The yield on the two-year Treasury note fell to 3.21% from 3.45% late Tuesday, with the biggest move coming after Powell said a 0.75 percentage point rate hike would be uncommon. variable. The yield on the 10-year Treasury note fell from 3.48% to 3.34%.
“The bond market is currently driving the broader market, and that will continue,” said Jay Hatfield, CEO of Infrastructure Capital Advisors.
The Dow Jones Industrial Average wobbled between gains and losses before ending 1% higher, at 30,668.53. The Nasdaq composite rose 2.5% to 11,099.15.
The S&P 500 index fell into a bear market earlier this week and Wednesday’s gain was its first in six days.
Some analysts warn the recovery could be short-lived given how deeply inflation has seeped into the economy.
“Chairman Powell painted as rosy as can be painted, and to achieve the picture he is painting, that path, a lot of things have to go in the right direction,” said Yung-Yu Ma, strategy investment analyst at BMO Wealth Management said. “It’s been a challenging road, and he admits it.”
All types of investments, from bonds to bitcoin, have fallen this year as high inflation forced central banks to quickly remove the backstops backed by markets early in the pandemic.

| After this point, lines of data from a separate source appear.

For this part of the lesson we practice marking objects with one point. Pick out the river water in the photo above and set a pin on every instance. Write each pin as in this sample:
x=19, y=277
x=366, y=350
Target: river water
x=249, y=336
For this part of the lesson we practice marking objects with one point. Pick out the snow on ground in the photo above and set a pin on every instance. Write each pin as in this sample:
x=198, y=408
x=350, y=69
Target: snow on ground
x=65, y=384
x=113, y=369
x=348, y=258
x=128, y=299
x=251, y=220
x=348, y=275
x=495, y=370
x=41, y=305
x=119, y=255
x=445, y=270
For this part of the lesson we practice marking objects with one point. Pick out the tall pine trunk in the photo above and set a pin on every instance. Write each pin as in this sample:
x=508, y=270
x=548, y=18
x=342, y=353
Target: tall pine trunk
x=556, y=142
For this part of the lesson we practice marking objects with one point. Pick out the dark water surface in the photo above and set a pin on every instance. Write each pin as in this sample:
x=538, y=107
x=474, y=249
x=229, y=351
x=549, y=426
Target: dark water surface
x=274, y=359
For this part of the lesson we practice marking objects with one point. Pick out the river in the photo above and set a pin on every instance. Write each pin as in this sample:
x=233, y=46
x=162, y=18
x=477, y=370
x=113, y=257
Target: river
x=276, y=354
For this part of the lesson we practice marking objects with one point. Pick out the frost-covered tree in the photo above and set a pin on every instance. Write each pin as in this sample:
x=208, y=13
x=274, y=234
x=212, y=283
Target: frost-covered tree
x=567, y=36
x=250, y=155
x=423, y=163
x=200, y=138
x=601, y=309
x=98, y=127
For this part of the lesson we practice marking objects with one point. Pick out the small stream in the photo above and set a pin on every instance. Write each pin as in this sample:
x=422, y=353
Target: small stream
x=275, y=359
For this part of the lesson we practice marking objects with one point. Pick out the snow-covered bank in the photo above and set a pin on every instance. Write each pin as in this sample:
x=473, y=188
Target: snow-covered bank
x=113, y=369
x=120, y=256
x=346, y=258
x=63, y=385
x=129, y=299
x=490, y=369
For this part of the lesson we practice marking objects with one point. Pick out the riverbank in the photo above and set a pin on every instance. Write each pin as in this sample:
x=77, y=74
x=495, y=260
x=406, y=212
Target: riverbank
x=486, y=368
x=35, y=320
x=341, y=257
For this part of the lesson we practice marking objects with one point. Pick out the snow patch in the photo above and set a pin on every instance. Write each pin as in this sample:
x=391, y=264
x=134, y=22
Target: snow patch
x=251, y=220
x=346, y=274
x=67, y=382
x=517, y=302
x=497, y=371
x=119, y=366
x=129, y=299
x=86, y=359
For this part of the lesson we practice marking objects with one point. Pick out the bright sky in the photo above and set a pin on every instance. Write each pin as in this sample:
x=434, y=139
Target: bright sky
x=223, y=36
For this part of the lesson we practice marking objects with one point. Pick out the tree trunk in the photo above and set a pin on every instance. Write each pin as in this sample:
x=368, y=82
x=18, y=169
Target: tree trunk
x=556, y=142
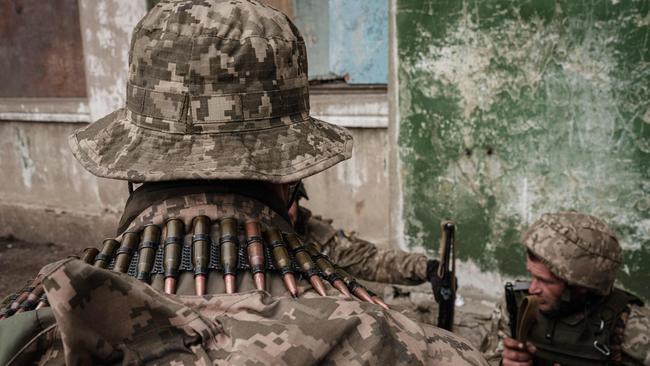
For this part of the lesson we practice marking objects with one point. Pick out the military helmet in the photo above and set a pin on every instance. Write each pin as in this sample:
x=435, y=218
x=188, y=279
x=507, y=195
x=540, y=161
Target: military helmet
x=217, y=89
x=577, y=248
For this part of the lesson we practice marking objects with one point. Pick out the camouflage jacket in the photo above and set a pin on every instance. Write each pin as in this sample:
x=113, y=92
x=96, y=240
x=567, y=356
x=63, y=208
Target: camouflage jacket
x=360, y=257
x=99, y=316
x=636, y=336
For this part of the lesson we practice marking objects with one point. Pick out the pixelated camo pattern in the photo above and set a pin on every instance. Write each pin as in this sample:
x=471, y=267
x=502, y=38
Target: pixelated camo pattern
x=578, y=248
x=108, y=317
x=217, y=89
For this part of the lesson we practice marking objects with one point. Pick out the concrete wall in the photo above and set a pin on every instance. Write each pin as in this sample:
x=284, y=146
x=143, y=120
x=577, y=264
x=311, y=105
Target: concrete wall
x=509, y=109
x=46, y=196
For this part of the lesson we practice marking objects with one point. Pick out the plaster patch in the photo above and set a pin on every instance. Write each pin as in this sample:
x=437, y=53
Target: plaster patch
x=26, y=162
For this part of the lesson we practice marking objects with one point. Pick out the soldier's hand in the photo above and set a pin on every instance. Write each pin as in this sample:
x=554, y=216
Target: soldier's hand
x=516, y=353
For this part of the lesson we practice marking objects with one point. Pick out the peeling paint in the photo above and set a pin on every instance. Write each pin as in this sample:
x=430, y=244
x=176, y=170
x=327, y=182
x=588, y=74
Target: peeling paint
x=26, y=163
x=509, y=110
x=107, y=27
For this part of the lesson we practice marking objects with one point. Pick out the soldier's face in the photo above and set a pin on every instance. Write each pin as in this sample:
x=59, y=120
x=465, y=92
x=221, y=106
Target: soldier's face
x=544, y=285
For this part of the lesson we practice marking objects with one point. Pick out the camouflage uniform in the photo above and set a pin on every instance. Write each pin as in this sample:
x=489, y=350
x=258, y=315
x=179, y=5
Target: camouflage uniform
x=360, y=257
x=217, y=110
x=583, y=251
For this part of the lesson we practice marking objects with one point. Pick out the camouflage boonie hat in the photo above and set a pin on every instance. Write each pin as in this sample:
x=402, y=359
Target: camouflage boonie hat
x=217, y=89
x=577, y=248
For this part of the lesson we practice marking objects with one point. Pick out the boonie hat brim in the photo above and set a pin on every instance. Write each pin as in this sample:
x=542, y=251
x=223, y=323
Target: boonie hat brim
x=115, y=147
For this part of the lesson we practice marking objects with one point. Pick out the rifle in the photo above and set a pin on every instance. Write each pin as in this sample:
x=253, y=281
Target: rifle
x=514, y=293
x=511, y=306
x=445, y=277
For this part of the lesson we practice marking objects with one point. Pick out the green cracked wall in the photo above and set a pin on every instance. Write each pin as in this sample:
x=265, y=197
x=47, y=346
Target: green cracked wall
x=509, y=109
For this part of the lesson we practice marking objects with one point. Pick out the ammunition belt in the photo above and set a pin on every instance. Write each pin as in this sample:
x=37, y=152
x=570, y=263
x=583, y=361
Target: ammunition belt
x=186, y=259
x=169, y=250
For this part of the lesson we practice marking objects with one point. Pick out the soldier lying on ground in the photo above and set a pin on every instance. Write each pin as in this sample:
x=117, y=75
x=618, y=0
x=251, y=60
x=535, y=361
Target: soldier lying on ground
x=576, y=316
x=217, y=129
x=357, y=256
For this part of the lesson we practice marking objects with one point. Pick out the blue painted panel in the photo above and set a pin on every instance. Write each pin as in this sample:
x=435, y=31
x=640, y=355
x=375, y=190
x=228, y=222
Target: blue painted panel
x=312, y=18
x=345, y=37
x=359, y=40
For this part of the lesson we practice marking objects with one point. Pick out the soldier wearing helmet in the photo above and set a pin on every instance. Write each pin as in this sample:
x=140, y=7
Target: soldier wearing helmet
x=206, y=267
x=578, y=316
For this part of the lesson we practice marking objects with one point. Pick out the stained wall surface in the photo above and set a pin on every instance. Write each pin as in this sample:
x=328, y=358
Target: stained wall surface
x=509, y=109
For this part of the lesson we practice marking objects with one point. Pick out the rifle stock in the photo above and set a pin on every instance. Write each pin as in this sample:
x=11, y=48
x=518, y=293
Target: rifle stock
x=445, y=293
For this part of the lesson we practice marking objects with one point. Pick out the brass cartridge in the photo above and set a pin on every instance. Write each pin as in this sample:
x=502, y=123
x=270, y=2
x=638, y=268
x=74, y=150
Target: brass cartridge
x=148, y=247
x=125, y=251
x=89, y=254
x=172, y=253
x=282, y=260
x=200, y=251
x=229, y=252
x=305, y=262
x=255, y=251
x=327, y=269
x=109, y=246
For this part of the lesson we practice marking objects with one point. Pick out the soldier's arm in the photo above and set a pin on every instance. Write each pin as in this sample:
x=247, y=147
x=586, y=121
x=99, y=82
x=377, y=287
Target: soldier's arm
x=492, y=345
x=636, y=337
x=363, y=259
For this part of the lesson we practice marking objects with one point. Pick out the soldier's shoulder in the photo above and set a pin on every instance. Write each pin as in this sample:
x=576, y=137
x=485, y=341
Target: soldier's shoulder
x=636, y=342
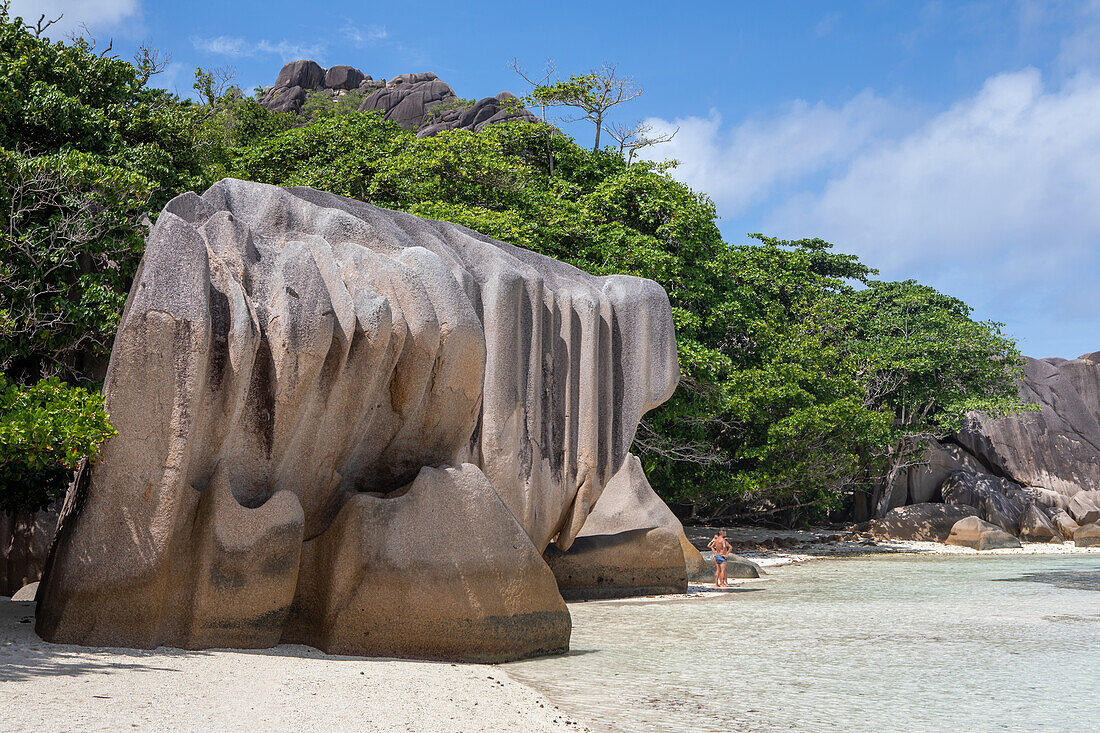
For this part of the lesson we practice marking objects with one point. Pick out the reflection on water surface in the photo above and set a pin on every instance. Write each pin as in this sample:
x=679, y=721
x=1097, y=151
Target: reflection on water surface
x=898, y=643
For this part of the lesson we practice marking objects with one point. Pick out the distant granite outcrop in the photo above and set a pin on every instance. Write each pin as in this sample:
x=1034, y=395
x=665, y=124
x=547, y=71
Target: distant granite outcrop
x=1035, y=474
x=422, y=102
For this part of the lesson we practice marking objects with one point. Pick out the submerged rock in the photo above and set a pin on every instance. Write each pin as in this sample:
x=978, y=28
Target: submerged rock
x=977, y=534
x=334, y=418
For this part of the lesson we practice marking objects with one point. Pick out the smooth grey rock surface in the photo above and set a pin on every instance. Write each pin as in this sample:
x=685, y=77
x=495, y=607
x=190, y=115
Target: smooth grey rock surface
x=290, y=368
x=976, y=534
x=620, y=549
x=304, y=73
x=1087, y=535
x=1035, y=526
x=342, y=76
x=407, y=99
x=1057, y=448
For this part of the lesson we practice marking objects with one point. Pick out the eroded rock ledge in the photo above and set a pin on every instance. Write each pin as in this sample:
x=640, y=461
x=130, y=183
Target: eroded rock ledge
x=352, y=428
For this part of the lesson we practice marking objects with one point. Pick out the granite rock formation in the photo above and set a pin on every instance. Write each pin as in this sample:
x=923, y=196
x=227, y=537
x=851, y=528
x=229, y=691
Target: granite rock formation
x=1030, y=473
x=931, y=523
x=409, y=99
x=1087, y=535
x=333, y=418
x=630, y=545
x=24, y=544
x=974, y=533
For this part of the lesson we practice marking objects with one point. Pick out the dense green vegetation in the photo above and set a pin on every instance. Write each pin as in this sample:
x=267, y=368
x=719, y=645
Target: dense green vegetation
x=804, y=381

Even in the absence of a recession, higher interest rates affect the prices of investments. Hardest hit are those that have risen the most in the easy money era of super-low interest rates, including high-growth tech stocks and cryptocurrencies.
The economy is still largely on hold amid the red-hot jobs market, but it has shown some signs of difficulty in recent times. Sales at US retailers unexpectedly fell in May compared with April.
The cryptocurrency price continued to fall and bitcoin dropped to as low as $20,087.90, nearly 71% lower than the record high of $68,990.90 set late last year. It was down nearly 1% at $21,770 in afternoon trading, according to CoinDesk.
Powell said on Wednesday the Fed is moving “urgently” to bring interest rates closer to normal after a stunning report last week showed that consumer-level inflation unexpectedly accelerated last month. That hope was extinguished on Wall Street that inflation may have peaked.
The war in Ukraine has sent oil prices soaring because the region is a major energy producer. Meanwhile, COVID infections in China have resulted in factory closures and supply chain disruptions. It all helped drag the S&P 500 index down more than 20% from its record high set in early January, sending Wall Street into what investors call a bear market.
Many of those concerns are still around, which will likely make the market volatile.
In energy trading, the price of US benchmark crude rose $1.19 to $116.50 a barrel in electronic trading on the New York Mercantile Exchange. It fell $3.62 on Wednesday to $115.31 a barrel. Brent crude, the international standard, rose $1.01 to $119.52 a barrel.
AP business writer Stan Choe contributed.